Building Production AI: A Three-Part MLOps Journey - Pt.2
Source: Dev.to
The Training Lab: Google Colab Setup
First things first: we need a place to work. Training AI is like running a marathon for a computer—it’s exhausting. We use Google Colab because it gives us a free T4 GPU, the “engine” we need to train our Adire model.
Install the required libraries
# ========================================
# Cell 1: Environment Setup
# ========================================
!pip install -q diffusers==0.25.0 transformers==4.36.0 \
accelerate==0.25.0 peft==0.7.1 bitsandbytes
# Verify that the GPU is available
import torch
assert torch.cuda.is_available(), "No GPU found! Check your Colab settings."
print(f"GPU: {torch.cuda.get_device_name(0)}")
print(f"VRAM: {torch.cuda.get_device_properties(0).total_memory / 1e9:.1f}GB")
Download the training script
# ========================================
# Cell 2: Download the 'Recipe'
# ========================================
# Grab a proven script from the HuggingFace team.
!wget -q https://raw.githubusercontent.com/huggingface/diffusers/v0.36.0/examples/dreambooth/train_dreambooth_lora.py
Configure the training run
# ========================================
# Cell 3: The Secret Sauce (Configuration)
# ========================================
CONFIG = {
"model": "runwayml/stable-diffusion-v1-5",
"output_dir": "./lora_weights",
"instance_data_dir": "./training_images",
"instance_prompt": "a photo in nigerian_adire_style",
"resolution": 512,
"train_batch_size": 1,
"gradient_accumulation_steps": 4, # “save up” steps to act like a bigger batch
"learning_rate": 1e-4,
"lr_scheduler": "constant",
"max_train_steps": 800, # 800 iterations is usually the sweet spot
"lora_rank": 4,
"lora_alpha": 4,
"seed": 42
}
Launch the training
# ========================================
# Cell 4: Ignition!
# ========================================
!accelerate launch train_dreambooth_lora.py \
--pretrained_model_name_or_path="{CONFIG['model']}" \
--instance_data_dir="{CONFIG['instance_data_dir']}" \
--output_dir="{CONFIG['output_dir']}" \
--instance_prompt="{CONFIG['instance_prompt']}" \
--resolution={CONFIG['resolution']} \
--train_batch_size={CONFIG['train_batch_size']} \
--gradient_accumulation_steps={CONFIG['gradient_accumulation_steps']} \
--learning_rate={CONFIG['learning_rate']} \
--lr_scheduler="{CONFIG['lr_scheduler']}" \
--max_train_steps={CONFIG['max_train_steps']} \
--use_8bit_adam \
--checkpointing_steps=100 \
--validation_prompt="{CONFIG['instance_prompt']} sunset over Lagos" \
--seed={CONFIG['seed']}
Tuning the Engine: Hyperparameter Analysis
You might wonder why I chose those specific numbers in CONFIG. AI training is a bit like cooking—a pinch too much salt ruins the soup.

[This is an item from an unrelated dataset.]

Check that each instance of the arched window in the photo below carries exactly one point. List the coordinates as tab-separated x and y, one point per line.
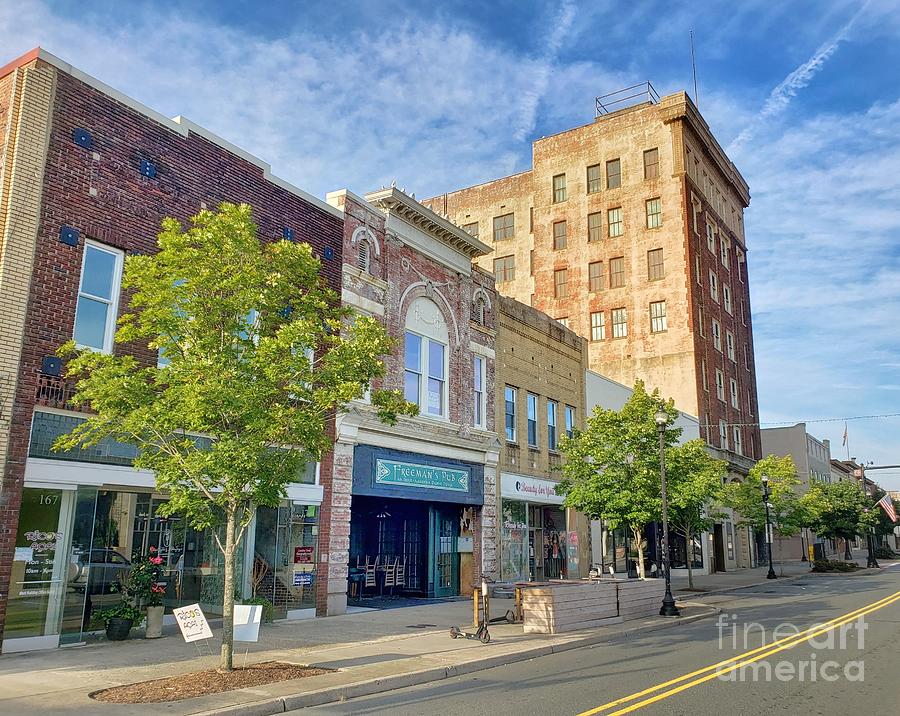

| Hyperparameter | Reasoning |
|---|---|
Learning Rate (1e-4) | Too high → the model “panics” and learns nothing. Too low → training drags on for days. |
Effective Batch Size (1 × 4) | We train on one image at a time but accumulate gradients over four steps, keeping training stable without blowing GPU memory. |
LoRA Rank (4) | Lean and fast. A rank of 16 would make the file ~4× larger with negligible quality gain. Efficiency is the goal. |
The Factory: Building the MLOps Pipeline
Now we step away from the notebook and build a real software system. In production you don’t want to manually copy‑paste files, so we use ZenML to create a conveyor belt.
Our pipeline has three main “employees”:
- Evaluator – Checks whether the model actually creates Adire patterns or just noise.
- Promoter – The “manager” that looks at test scores and decides if the model is good enough for customers.
- Deployer – Packs the model up and ships it to the cloud.
Step 1: The Evaluator (Quality Control)
This step loads the newly trained model, generates a few pictures, measures latency, and evaluates how well the images match the prompts. All stats are logged to MLflow for permanent record‑keeping.
@step(enable_cache=False)
def evaluate_model(model_path: str, test_prompts: List[str]) -> Dict[str, float]:
"""
Load the Stable Diffusion model + LoRA weights, generate images,
time the generation, and compute a quality score using CLIP.
"""
# Load the base model and LoRA adapters
pipe = StableDiffusionPipeline.from_pretrained(
"runwayml/stable-diffusion-v1-5",
torch_dtype=torch.float16,
safety_checker=None,
)
pipe.unet.load_attn_procs(model_path)
results = {}
for i, prompt in enumerate(test_prompts):
# Measure generation time
start = time.time()
image = pipe(prompt).images[0]
gen_time = time.time() - start
# Compute a CLIP‑based similarity score (higher = better)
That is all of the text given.